Photo: House of Commons

Armed forces minister Al Carns has resigned from the government hours after the resignation of Defence Secretary John Healey.

Carns, tipped to be a potential leadership contender, had said that the Defence Investment Plan was “not fit for purpose” and in a resignation letter called for a “new way of governing”.

In his letter to the Prime Minister, Carns said: “I have said that there are issues facing this department that do not lend themselves to easy answers, and that there needs to be agreement throughout the government about the scale of the challenges we face. It has become clear to me that the change I pushed for is not going to come. Given the situation, I have decided to resign as minister for the armed forces.

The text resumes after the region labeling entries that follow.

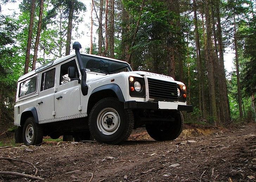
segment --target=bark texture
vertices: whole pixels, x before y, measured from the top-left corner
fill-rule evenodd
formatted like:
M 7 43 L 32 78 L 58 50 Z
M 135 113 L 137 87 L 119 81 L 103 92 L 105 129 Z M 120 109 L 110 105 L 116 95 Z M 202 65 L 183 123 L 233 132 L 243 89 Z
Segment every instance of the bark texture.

“While I had no hand in the Defence Investment Plan, that distance does allow me to say plainly that it is not built for the threat we face. It is neither transformative enough nor sufficiently funded. We are asking our Armed Forces to operate in a more dangerous world on a budget written for a calmer one.

“I have sat in rooms, seen the assessments and spoken to the commanders who will be asked to do more with less, and I cannot in good conscience stand at the dispatch box and defend a level of investment I know to be inadequate to the task. A serious country funds its defence to meet the threat it actually faces, not the threat it wishes it faced.

“The machinery of government itself has been left to decay. Decisions that should take days, take months. Departments fight each other instead of the problem. Officials and ministers who know the truth are not always rewarded for telling it. We are trying to govern a more dangerous world with processes designed for a calmer one, and the gap is now showing in the things that matter most.

“National resilience is about more than defence in the narrow sense. A strong country is not simply one with capable armed forces. It is one where working people feel economically secure, public services function, energy is resilient, communities are stable and young people can see a future worth working towards.

“If my resignation accelerates the transition towards resolution, then the impact will far outweigh the act. We need a new way of governing and we need it now.”


Carns, who first entered Westminster as MP for Birmingham Selly Oak in 2024, previously served in the Royal Marines as a colonel. He was appointed veterans minister after the general selection, before becoming armed forces minister in the government reshuffle last September.

His resignation comes hours after John Healey resigned from the cabinet as defence secretary, claiming the proposed Defence Investment Plan “falls well short of what is required for defence and the country at this dangerous time”.

Two other MPs, Rachel Hopkins and Pamela Nash, have also resigned as PPSs.